The infrastructure complexity of running DIY agent workflows
The infrastructure complexity of running DIY agent workflows

AutoResearch is a great demo. It's also a trap.

If you watch it work and think "I could build something like this for my use case," you're probably right. The core loop isn't complicated. But the gap between "working demo" and "reliable system I depend on" is where most people give up.

Here's what happens when you try to productionize a DIY agent workflow:

First, the agent needs to run continuously. Not in a Jupyter notebook. Not kicked off manually. It needs to be always-on, monitoring for triggers, and executing without supervision. That means a server, a process manager, restart logic, and health checks. You're now an ops person.

Second, state management. Your agent needs to remember what it's already done. If it crashes and restarts, it shouldn't redo three hours of research. It shouldn't send the same summary twice. It needs persistent state, which means a database, which means schema design, migrations, and backup strategy. You're now a backend engineer.

Third, the LLM integration itself. API rate limits, token counting, context window management, fallback models when your primary provider has an outage, cost tracking so a runaway loop doesn't burn your API budget overnight.

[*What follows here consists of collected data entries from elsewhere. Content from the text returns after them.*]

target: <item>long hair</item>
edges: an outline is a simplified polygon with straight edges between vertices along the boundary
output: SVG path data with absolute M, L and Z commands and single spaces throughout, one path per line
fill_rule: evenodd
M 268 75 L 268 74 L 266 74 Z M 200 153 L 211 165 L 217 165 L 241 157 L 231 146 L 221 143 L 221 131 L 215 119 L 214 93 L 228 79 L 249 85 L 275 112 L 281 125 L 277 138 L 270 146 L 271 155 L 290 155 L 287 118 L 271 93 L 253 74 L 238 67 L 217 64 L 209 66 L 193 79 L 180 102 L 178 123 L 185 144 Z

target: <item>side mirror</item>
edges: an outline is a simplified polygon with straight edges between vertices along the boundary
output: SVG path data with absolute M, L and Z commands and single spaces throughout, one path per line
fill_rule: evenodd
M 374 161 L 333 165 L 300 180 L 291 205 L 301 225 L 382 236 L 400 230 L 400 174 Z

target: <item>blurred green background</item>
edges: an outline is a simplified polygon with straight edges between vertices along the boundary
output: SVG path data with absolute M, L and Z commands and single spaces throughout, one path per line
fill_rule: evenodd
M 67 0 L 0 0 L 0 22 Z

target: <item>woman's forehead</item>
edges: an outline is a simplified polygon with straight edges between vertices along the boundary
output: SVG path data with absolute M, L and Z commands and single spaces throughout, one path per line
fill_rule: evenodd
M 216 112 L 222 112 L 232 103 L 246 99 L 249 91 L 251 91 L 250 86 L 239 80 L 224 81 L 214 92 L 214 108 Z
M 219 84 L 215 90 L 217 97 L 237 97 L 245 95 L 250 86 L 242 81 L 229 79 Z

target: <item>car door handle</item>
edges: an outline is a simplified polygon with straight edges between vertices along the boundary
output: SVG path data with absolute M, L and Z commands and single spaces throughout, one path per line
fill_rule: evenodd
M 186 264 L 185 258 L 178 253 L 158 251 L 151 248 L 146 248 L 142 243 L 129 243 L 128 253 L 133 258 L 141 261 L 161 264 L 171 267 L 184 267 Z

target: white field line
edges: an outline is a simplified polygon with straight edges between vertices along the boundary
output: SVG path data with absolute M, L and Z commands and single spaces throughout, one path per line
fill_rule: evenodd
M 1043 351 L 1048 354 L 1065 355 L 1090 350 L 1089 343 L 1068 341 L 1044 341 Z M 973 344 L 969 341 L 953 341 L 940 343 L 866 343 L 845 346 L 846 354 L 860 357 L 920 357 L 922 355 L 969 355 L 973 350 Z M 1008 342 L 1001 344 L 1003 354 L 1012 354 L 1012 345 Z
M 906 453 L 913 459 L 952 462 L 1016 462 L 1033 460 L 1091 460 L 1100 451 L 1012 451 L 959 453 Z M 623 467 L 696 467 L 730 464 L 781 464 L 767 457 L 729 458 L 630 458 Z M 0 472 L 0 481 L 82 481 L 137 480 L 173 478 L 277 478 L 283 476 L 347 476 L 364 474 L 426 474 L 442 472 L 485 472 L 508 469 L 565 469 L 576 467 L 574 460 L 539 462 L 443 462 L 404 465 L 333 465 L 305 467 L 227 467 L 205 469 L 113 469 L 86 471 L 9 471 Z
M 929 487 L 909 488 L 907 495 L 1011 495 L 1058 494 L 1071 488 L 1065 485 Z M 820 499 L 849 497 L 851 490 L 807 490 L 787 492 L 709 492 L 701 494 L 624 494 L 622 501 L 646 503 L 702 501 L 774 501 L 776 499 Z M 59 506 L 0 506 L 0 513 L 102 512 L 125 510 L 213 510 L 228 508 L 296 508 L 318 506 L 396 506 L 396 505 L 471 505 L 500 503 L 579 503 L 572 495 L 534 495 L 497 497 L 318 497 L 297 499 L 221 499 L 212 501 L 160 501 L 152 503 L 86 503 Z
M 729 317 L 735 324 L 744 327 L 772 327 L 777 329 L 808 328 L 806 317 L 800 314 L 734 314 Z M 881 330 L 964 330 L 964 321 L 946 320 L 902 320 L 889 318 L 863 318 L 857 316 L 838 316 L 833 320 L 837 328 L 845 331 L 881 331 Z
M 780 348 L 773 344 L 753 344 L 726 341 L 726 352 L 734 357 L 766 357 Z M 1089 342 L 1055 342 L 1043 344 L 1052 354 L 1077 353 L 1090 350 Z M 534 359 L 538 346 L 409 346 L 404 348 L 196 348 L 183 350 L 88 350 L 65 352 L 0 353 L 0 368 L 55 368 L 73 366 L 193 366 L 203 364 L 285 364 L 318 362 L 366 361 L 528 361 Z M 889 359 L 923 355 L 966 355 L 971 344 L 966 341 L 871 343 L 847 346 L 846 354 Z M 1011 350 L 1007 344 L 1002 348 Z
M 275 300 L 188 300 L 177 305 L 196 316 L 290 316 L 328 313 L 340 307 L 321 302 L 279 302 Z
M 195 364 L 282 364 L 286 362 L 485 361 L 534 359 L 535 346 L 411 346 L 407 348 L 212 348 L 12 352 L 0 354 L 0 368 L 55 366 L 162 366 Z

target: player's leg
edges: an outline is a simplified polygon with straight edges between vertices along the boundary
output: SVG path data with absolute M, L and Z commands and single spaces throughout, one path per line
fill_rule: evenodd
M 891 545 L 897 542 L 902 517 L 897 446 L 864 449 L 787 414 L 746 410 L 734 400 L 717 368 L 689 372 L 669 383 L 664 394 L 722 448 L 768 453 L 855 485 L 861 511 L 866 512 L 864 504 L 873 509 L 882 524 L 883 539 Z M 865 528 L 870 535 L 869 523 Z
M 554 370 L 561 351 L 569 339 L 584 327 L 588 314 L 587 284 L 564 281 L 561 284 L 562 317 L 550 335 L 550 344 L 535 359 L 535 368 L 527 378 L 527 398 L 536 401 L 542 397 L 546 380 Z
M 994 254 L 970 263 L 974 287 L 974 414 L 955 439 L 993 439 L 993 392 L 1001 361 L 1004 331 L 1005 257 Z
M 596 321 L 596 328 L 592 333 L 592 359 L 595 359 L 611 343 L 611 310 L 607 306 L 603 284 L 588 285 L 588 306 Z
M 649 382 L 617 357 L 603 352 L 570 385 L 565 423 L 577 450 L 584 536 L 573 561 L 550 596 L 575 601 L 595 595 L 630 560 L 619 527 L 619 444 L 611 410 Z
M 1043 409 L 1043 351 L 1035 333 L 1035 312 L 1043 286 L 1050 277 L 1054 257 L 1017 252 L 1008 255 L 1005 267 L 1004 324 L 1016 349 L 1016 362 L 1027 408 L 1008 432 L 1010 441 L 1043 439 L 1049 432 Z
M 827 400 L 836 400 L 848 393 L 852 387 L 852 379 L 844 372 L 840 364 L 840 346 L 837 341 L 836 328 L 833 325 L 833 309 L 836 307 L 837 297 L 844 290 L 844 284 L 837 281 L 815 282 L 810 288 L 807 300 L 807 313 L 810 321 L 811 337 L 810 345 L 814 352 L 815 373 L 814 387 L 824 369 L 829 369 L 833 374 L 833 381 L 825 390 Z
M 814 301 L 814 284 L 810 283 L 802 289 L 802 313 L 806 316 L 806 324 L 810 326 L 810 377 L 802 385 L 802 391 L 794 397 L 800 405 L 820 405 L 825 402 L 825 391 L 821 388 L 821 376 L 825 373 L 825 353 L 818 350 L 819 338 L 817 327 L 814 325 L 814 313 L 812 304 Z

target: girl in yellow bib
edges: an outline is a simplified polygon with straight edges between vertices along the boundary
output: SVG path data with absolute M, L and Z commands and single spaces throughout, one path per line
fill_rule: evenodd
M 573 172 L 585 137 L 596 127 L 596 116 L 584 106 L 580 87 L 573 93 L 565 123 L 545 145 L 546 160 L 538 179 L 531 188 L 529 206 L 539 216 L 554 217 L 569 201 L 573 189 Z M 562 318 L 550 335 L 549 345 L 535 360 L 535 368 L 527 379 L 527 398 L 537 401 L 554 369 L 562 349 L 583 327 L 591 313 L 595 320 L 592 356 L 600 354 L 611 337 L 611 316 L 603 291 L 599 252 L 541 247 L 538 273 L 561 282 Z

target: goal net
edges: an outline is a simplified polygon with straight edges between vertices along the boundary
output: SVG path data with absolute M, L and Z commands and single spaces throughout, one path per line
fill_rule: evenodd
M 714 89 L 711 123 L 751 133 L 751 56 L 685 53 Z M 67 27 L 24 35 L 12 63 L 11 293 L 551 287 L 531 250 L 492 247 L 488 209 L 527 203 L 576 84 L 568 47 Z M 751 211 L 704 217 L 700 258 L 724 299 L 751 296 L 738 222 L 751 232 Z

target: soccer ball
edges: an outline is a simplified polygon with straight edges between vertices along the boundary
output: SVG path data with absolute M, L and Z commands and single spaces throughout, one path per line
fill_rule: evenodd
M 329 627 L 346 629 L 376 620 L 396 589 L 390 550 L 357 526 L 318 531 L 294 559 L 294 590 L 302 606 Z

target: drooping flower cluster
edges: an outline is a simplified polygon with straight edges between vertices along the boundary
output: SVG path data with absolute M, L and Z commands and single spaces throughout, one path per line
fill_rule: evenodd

You're now a platform engineer.

Fourth, output delivery. Your agent produced a research document. Great. Now how does it reach you? Email? Slack? Telegram? Each channel has its own API, authentication, formatting constraints, and failure modes. You're now an integration engineer.

Each of these problems is solvable. None of them are interesting. They're the infrastructure tax you pay to run any autonomous agent in production. And every hour you spend on infrastructure is an hour you didn't spend on the thing that actually matters -- defining what your agent does and how it thinks.

The case for managed agent infrastructure#

This is the problem space RapidClaw operates in. We're built on OpenClaw, the open-source AI agent framework, and we handle the infrastructure layer so you can focus on the agent behavior layer -- the program.md part, if you will.

You define what your agent does. You set its personality, its tools, its triggers, its constraints. We handle the server, the uptime, the Telegram integration, the state persistence, and the model routing. Your agent runs 24/7 without you managing a VPS or debugging Docker containers at midnight.

The Karpathy autoresearch workflow is a beautiful example of what's possible when you get the agent design right. But most people who try to replicate it will spend 80% of their time on infrastructure and 20% on agent behavior. That ratio should be inverted. The value is in the program file, not the plumbing.

If you've been inspired by autoresearch and want to build your own always-on agent -- whether for research, client management, content curation, or anything else -- the question isn't whether you can build the workflow. You can. The question is whether you want to also build and maintain the platform underneath it.

What to take away from autoresearch#

Karpathy's contribution here isn't the research loop. It's the formalization of agent workflows as structured, editable, version-controllable specifications. The program.md pattern will outlive autoresearch as a specific tool. It's the right abstraction at the right level.

If you're building agents today, steal this pattern regardless of what framework you use. Write your agent's behavior as a document before you write a line of code. Make it specific. Make it testable. Version control it. Treat it like a product spec, because that's what it is.

The agent space is moving from "can we build autonomous systems" to "how do we define and control what autonomous systems do." That's a much more interesting question, and Karpathy just contributed a solid answer to it.